Le lecteur peut ainsi se surprendre à se passionner pour un match de base-ball alors qu’il n’en connaît même pas les règles élémentaires.
Mais si vous êtes définitivement allergique au base-ball, il y a la boxe (Katsu) et la natation (Rough).
Le sport, loin d’être accessoire, permet de mettre en lumière les tensions implicites entre les personnages.
La concurrence sportive se superpose à la rivalité amoureuse.
À la fin du manga, véritable récit d’apprentissage, le personnage initialement peu sûr de soi et un peu maladroit devient un véritable héros.
Enfin l’humour et l’autodérision se font de plus en plus présents. Bien sûr on retrouve les inévitables quiproquo entre les amoureux.
Dans Rough et Slow step qui paraissaient en même temps (l’un dans la catégorie shônen, l’autre en shôjo), Adachi a multiplié les publicités internes incitant le lecteur à acheter les volumes de l’autre série.

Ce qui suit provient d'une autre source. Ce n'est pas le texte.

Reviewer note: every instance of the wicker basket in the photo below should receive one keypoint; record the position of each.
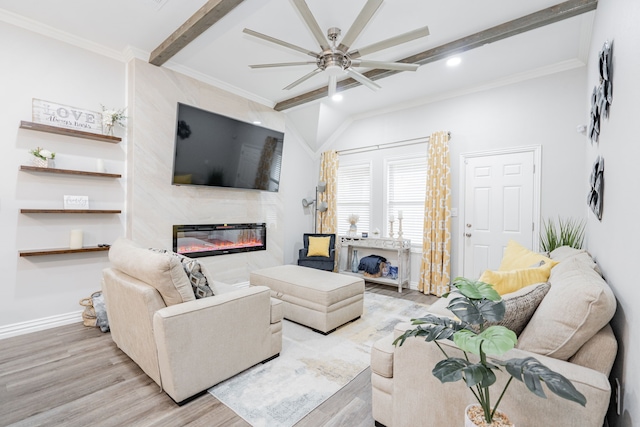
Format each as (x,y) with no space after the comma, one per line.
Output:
(376,275)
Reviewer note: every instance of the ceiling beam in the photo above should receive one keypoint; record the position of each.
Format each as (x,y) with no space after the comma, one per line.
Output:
(517,26)
(205,17)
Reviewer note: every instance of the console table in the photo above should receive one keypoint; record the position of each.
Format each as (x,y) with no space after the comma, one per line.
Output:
(396,251)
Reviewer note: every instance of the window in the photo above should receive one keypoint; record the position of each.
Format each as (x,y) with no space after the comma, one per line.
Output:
(406,186)
(354,196)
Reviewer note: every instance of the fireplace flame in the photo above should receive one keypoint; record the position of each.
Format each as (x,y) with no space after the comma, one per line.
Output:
(218,245)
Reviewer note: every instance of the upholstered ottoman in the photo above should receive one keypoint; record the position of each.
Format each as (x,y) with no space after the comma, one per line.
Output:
(319,299)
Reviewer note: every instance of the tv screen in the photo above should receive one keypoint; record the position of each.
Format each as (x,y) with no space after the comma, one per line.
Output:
(215,150)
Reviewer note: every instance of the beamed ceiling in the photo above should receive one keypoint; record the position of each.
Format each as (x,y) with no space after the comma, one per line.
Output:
(497,40)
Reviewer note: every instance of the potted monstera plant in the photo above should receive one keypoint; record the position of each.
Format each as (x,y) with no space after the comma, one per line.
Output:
(478,307)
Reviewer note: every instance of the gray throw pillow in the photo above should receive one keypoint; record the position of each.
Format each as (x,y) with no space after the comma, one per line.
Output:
(520,306)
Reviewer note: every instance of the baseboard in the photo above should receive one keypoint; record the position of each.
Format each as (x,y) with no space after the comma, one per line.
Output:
(29,326)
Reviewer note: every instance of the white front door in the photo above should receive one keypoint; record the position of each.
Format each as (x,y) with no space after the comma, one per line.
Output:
(500,204)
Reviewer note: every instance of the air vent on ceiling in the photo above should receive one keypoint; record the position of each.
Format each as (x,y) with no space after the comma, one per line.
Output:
(157,4)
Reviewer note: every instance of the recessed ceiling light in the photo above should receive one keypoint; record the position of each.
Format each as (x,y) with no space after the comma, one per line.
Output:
(452,62)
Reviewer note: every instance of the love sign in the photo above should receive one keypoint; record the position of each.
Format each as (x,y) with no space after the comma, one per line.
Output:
(64,116)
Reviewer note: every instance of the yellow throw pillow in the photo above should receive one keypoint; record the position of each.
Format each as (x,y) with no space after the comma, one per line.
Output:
(319,246)
(517,256)
(505,282)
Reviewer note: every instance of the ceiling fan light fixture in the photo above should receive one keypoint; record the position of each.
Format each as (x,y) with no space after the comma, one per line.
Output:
(334,70)
(340,60)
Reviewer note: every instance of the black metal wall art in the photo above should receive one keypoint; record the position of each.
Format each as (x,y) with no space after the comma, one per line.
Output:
(602,95)
(594,200)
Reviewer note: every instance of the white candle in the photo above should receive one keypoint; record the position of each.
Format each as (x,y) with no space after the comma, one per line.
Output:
(76,239)
(100,165)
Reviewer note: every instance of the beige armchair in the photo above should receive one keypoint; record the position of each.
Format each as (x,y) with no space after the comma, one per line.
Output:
(185,345)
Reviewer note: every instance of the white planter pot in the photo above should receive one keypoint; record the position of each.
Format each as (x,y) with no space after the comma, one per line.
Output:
(469,423)
(41,163)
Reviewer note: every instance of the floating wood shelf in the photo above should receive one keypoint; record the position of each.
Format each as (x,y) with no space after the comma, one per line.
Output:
(69,171)
(69,132)
(90,211)
(60,251)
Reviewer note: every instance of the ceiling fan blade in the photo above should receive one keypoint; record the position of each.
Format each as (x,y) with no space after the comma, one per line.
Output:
(358,25)
(280,42)
(311,22)
(333,84)
(391,42)
(303,78)
(282,64)
(401,66)
(362,79)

Dans Niji-iro Tôgarashi, il s’est amusé à dépeindre un Japon médiéval improbable.
Dans Itsumo Misora, il tourne en bourrique son lecteur qui ne sait jamais dans quel genre de manga il se fourvoie.
Et si Mitsuru Adachi cède au fan service avec des plans sur les dessous des personnages féminins, cela est fait avec suffisamment d’humour pour que même le lectorat le plus féministe sourit.
Donc répétez après moi « Adachi est un génie ».